NFL Week 15 Preview: Redskins-Falcons, Bears-Browns, Patriots-Dolphins, Packers-Cowboys, Bengals-Steelers
We’re getting down to the nitty gritty with just three weeks left to play, and the playoff picture in both conferences is still far from decided. Things are bound to start taking shape after this weekend’s games, so let’s take a closer look at the week 15 schedule:
Washington at Atlanta – This game is meaningless playoffs wise, but it does have draft order significance, although the Redskins won’t have their first round pick anyway. Kirk Cousins is taking over at quarterback, so it’ll be interesting to see if he moves the ball any better than Robert Griffin III did. Of course, Cousins will have little affect on Washington’s defense, which will have to stop an Atlanta offense that is capable of scoring points against a weak defense.
Chicago at Cleveland – The Browns let one slip away last week, but they’ll have another chance to play spoiler this week, as the Bears can’t afford to lose another game the rest of the season. Chicago was lightning in a bottle offensively Monday night, but that won’t be so easy against a tough Cleveland defense. Despite winning one game in the past two months, the Browns have a solid defense, and with Jason Campbell at quarterback, Cleveland’s offense is capable of scoring points against a questionable Chicago defense, which means a win is far from a certainty for the Bears, whose defense needs to play with a sense of urgency on the road in order to win.
Houston at Indianapolis – The Colts have already locked up the division, but they need to start playing better down the stretch or their postseason will be brief and disappointing, and this is a game the Colts should be able to win in order to get back on track. As for the Texans, they are still riding an 11-game losing streak, but they’ve lost plenty of close games during that stretch and looked better with Matt Schaub back at quarterback last week, so this is a game they can steal if Indianapolis continues to struggle and doesn’t play a complete game.

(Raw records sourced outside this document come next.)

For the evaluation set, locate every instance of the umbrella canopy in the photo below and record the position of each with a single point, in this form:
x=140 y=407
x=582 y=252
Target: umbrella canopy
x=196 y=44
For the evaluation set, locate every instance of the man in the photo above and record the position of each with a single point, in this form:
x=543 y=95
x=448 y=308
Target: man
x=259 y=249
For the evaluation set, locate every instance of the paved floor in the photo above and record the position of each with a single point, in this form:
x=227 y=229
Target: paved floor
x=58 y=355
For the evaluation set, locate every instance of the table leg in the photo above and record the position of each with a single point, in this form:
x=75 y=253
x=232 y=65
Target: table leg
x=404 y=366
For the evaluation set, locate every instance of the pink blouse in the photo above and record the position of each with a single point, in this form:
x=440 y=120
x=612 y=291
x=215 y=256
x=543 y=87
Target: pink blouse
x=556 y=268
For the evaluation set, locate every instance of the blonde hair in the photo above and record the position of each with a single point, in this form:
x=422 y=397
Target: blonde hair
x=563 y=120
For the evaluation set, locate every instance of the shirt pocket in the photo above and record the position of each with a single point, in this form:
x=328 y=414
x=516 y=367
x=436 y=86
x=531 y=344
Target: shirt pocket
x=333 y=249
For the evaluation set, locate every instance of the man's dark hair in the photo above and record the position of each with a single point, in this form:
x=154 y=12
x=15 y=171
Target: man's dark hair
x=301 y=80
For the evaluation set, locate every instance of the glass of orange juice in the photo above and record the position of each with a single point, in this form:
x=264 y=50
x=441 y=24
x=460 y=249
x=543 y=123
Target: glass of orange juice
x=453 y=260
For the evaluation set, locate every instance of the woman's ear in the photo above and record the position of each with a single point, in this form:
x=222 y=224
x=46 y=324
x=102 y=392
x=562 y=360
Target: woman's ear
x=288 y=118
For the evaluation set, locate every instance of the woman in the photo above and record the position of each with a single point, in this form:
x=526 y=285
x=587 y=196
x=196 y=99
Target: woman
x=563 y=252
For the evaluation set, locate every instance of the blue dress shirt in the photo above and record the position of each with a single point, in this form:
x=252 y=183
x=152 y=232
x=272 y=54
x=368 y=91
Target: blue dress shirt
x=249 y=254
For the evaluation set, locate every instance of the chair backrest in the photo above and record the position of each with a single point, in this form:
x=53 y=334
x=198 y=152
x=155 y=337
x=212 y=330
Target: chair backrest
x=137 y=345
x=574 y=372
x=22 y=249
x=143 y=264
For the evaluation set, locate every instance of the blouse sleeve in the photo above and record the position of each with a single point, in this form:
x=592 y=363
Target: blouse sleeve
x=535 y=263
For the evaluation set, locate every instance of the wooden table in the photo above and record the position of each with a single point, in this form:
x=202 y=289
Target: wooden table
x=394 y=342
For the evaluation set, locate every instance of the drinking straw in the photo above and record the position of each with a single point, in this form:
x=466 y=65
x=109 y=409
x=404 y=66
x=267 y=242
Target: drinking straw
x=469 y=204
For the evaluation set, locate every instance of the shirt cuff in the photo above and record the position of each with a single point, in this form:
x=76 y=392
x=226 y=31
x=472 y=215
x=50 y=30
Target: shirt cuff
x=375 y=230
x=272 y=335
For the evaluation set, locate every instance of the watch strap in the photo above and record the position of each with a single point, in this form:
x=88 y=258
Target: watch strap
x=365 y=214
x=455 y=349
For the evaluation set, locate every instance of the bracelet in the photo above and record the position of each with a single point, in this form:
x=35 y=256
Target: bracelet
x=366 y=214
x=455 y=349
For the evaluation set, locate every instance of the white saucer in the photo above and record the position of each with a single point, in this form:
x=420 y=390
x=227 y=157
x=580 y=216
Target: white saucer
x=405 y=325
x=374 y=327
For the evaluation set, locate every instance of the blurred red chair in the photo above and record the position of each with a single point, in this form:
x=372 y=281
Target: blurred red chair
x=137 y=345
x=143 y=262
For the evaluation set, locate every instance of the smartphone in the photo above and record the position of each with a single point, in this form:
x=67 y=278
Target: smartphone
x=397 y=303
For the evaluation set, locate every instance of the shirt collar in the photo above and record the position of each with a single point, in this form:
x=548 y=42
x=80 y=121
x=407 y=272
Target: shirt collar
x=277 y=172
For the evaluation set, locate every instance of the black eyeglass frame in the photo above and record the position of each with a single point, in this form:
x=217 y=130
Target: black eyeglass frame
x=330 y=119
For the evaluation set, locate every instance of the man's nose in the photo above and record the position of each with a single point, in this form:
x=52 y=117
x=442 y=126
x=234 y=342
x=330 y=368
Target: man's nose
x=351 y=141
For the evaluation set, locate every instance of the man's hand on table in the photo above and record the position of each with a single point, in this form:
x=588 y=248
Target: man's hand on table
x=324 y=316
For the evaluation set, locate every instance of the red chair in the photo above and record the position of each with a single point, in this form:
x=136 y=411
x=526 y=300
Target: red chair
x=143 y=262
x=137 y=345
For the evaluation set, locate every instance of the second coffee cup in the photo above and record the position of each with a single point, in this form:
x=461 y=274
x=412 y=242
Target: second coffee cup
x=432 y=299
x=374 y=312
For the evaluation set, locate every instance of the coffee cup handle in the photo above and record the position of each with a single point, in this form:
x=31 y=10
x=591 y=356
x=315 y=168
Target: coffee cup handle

New England at Miami – The Patriots are lucky to have won the last two weeks, and they won’t have much margin for error this week down in Miami against a team that needs to win to stay in the playoff hunt. Despite some deficiencies, the Dolphins are playing good football and always put themselves in position to win in the 4th quarter; Ryan Tannehill and company need to make sure they’re the ones making the game-winning plays late, especially against a team that has a history of making key plays when it matters the most. Miami is tied with Baltimore for the last playoff spot, but the Ravens own the tiebreaker between the two teams, so there is no margin for error down the stretch for the Dolphins, as they have to finish ahead of Baltimore to make the postseason, and that’ll be tough to do if they lose this game.
Philadelphia at Minnesota – The Eagles are really rolling right now, and their offense should be tough to stop inside a dome, where there’s no chance of the weather becoming a factor. The Vikings are a little better than their record indicates, and they’ll put up a fight against a contending team, but if Adrian Peterson doesn’t play, or isn’t 100%, it’ll be difficult to keep up with Philadelphia’s offense.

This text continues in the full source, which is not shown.